Tuesday, September 27, 2011


Pleasure We’ve got to have it. What is pleasurable to you may not be of any use to someone else. It can be as simple as a sunset or as decant as a dessert. Or, as extravagant as a weekend in Paris. We all have our own little pleasures. Pleasure is an instantaneous feeling of something good.
Professor Gregory Burns, a neuro-economist at Emory University notes that some pleasures are no less a matter of survival. When you ask a teenager what gives them pleasure they usually say sleep. Basic needs, food sleep and sex.
Yale Psychologist Paul Bloom says why we enjoy what we enjoy is very complicated. He wrote a book called How Pleasure Works. Pleasure is as much about our brain as our experiences. Cost of something is engraved in our brains as being better. He did a test. He gave people a wine tasting test. The wine he told them was very expensive was the wine most thought was the better wine. In reality, the both bottles were average priced wines. The parts of the brain associated with pleasure and reward are stimulated.
Expensive works only on humans. Your dog doesn’t care if it is spring water from a bottle or water from the faucet, humans want the filtered spring water. People get pleasure from spending lots of money on non-essential things like stuff at auctions. For example, was Michael Jackson’s jacket worth $1,800,000 dollars? Or President Kennedy’s tape measure sold for $48,875 or Eric Clapton’s guitar sold for $959,500?

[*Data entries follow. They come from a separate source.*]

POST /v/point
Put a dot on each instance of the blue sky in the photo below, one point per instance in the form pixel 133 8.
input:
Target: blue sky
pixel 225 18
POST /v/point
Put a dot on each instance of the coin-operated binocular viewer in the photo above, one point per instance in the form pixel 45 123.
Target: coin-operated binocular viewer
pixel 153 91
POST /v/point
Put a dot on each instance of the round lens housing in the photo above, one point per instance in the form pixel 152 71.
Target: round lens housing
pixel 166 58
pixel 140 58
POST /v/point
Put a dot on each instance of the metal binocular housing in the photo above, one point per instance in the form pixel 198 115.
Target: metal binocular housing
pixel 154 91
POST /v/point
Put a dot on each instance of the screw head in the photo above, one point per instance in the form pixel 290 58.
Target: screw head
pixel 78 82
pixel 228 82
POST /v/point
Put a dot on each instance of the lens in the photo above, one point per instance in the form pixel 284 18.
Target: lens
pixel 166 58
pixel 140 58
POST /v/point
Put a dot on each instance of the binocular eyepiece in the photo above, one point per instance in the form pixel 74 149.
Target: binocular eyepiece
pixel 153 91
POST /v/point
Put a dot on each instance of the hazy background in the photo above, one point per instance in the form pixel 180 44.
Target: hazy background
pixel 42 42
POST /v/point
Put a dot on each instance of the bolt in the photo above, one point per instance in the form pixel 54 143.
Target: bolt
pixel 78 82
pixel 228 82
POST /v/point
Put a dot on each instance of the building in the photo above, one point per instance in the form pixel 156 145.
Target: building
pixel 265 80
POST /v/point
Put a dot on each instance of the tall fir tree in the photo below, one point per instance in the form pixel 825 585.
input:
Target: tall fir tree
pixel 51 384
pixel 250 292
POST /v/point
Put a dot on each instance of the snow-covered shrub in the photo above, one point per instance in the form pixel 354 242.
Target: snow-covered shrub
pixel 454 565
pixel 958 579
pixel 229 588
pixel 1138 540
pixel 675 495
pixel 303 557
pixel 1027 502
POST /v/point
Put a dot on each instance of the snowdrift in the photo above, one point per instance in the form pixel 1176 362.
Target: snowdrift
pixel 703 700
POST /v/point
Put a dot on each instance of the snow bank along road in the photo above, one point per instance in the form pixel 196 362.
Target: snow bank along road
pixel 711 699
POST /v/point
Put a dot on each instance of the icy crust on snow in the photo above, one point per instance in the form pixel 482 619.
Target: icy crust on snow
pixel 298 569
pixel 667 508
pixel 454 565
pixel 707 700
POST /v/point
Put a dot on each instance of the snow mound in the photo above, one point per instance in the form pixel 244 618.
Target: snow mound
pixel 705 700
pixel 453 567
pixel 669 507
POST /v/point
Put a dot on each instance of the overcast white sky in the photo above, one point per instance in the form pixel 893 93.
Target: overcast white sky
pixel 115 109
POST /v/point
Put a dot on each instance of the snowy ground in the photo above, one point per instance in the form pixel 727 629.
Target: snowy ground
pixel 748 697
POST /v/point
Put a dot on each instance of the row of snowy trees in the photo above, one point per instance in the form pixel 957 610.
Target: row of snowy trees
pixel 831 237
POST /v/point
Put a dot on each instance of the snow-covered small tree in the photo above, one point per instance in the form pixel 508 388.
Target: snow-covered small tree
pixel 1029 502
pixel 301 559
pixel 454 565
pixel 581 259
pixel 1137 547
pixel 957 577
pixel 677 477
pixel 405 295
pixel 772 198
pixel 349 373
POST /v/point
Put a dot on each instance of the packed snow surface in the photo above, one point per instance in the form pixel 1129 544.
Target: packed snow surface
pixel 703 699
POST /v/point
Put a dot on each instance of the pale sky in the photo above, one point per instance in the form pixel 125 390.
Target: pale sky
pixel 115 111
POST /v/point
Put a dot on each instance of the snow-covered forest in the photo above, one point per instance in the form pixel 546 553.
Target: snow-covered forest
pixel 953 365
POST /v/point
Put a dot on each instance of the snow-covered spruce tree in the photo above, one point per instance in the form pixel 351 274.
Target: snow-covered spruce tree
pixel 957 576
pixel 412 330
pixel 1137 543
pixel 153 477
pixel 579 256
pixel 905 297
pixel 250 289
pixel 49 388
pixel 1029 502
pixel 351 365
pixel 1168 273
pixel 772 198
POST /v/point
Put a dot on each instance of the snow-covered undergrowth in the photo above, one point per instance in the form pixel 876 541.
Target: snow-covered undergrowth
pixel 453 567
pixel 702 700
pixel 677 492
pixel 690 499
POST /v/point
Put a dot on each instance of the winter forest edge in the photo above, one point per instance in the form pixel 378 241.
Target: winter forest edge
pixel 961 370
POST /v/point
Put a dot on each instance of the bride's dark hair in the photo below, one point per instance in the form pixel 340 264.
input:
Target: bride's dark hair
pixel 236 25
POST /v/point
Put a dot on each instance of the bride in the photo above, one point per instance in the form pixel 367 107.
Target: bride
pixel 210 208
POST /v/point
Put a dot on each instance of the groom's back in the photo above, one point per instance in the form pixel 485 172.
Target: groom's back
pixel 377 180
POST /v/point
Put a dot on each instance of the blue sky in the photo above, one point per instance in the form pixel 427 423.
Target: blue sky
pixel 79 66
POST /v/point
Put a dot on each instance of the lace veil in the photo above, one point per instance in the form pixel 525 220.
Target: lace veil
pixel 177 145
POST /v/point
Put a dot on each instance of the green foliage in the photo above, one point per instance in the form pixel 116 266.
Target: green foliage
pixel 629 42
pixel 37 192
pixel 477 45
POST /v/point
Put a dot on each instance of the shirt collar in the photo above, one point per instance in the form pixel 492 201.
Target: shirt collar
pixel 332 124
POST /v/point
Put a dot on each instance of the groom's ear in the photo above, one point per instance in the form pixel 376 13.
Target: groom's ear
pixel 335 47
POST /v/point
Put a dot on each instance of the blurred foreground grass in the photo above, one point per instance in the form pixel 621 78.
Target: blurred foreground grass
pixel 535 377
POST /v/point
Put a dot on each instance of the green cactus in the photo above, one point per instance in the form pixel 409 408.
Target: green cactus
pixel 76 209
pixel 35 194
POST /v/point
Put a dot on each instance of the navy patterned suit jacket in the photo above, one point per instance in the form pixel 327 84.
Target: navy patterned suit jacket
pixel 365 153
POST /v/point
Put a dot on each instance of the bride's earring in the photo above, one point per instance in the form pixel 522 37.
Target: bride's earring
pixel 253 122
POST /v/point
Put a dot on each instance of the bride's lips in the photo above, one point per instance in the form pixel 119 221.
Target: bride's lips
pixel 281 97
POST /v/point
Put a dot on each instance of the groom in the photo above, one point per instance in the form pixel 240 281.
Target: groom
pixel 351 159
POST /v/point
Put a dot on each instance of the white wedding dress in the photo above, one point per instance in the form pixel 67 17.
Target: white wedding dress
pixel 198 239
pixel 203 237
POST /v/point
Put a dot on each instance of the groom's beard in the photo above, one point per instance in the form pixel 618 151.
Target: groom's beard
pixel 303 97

At auction, when someone’s famous garments were washed, they lost value. It is like you washed the famous out of the garment. Sometimes it can be as simple as going to a good cupcake shop that gives immediate pleasure. Isn’t that why we give a crying child sweets or ice cream as soon as we can?
Then there is benign masochism. That is why billions of people world wide eat hot chili peppers. We know it will pain our mouth and even make our eyes water, but, we eat them anyway. The same reason we watch horror movies that terrorize us. Why we like sad songs that make us get emotional. Your mind is saying I will master this nasty and then I will feel pleasured. Same with roller coasters, I will master the thrill of near death and then I will feel better having conquered near death experiences.
So, after the near death thrill of bungee jumping or anything you can think of doing on a dare devil level, why must we do it again? Experiments have been proven that surprises are pleasurable. When people say, “the first time is always the best” it is because it is the best. You surprised your senses. What is truly great about life is that there is always something new. Something to look forward to and hopefully to enjoy no matter how weird, exciting or just tasty.
Don’t forget the pursuit of finding someone that finds your pleasures pleasurable too. You can experience the “first time” pleasure together if you are lucky.